NOTE: The original site has been closed down however current information can be accessed at: https://www.myhospitals.gov.au/our-reports
It is important for us to keep abreast of these types of reports because the Council of Australian Governments (COAG) uses 'relative length of stay' as an efficiency measure for hospitals and we are the people most directly involved with the efficient progress of the patient journey. Potentially avoidable hospitalisation is also regarded as an effectiveness measure for Medicare Locals in the primary health care context. The report ”Healthy Communities: Potentially avoidable hospitalisations in 2011–12”, (https://dspace2.flinders.edu.au/xmlui/handle/2328/26600 ) was compiled when Medicare Locals were still being set up and does not reflect on the performance of Medicare Locals. Even so, it can be used to assist them in targeting interventions in primary health care and may be used as a baseline for future assessments of effective community-based health services.
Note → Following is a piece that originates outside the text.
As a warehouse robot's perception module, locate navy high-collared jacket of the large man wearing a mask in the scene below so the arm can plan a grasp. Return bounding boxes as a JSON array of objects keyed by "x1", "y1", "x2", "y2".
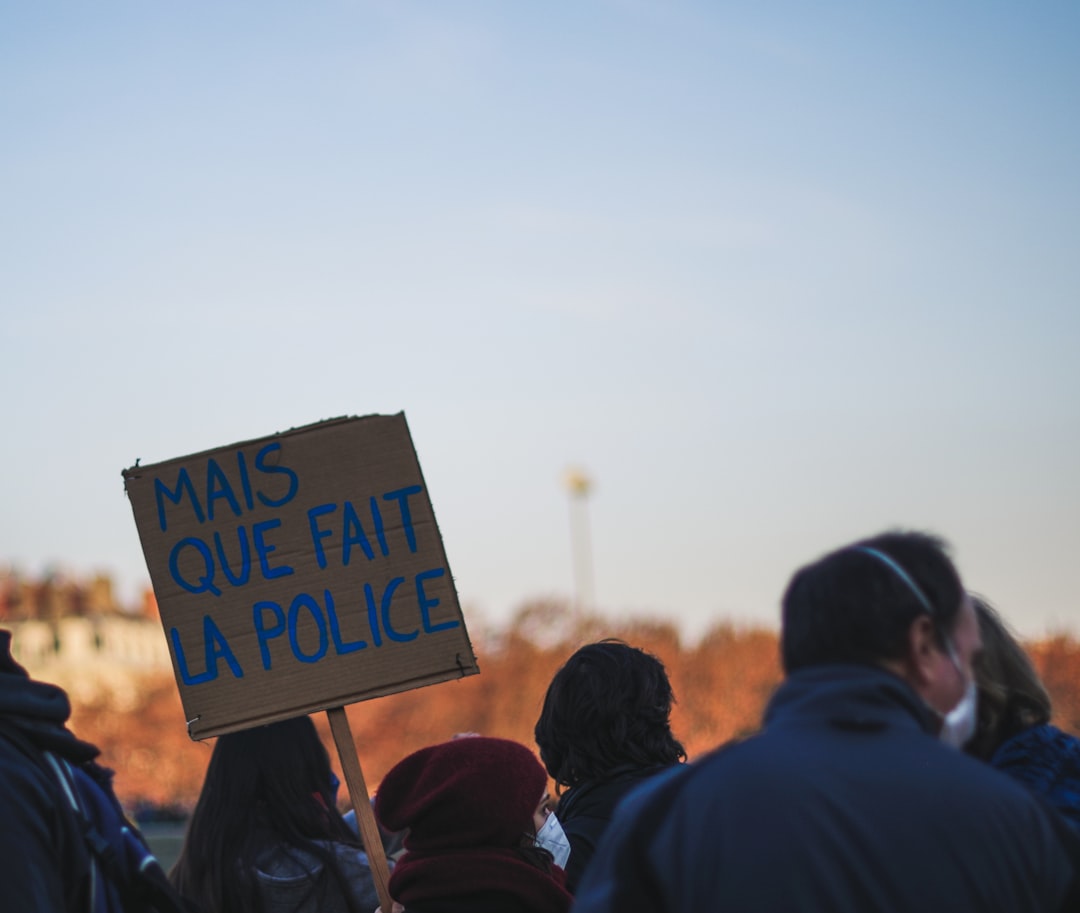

Length of stay variations occur between patients with similar health conditions because of variations in severity and complexity. Older adults are particularly affected by this aspect and because they do need more time to heal and recover, they are unfairly compared with younger adults and their failure to perform at a younger pace leads to being cruelly labelled as a 'bed blocker'. The measure of 'average length of stay at the hospital' evens out many individual differences, highlighting instead where there may be opportunities for improved approaches to care but it is up to us to ensure that individual circumstance remains a core value when judging the need for case-based resourcing.
The report finds that among patients admitted for two of sixteen selected conditions or procedures, average lengths of stay at some major metropolitan hospitals were three and four times longer respectively than at similar hospitals with the shortest stays. For a further seven conditions, average lengths of stay were between two and three times longer. The implications for the health professions lie in increased scrutiny of admission assessment and care process administrative factors that may be causing delays in treatment and compromising clinical nursing and medical outcomes.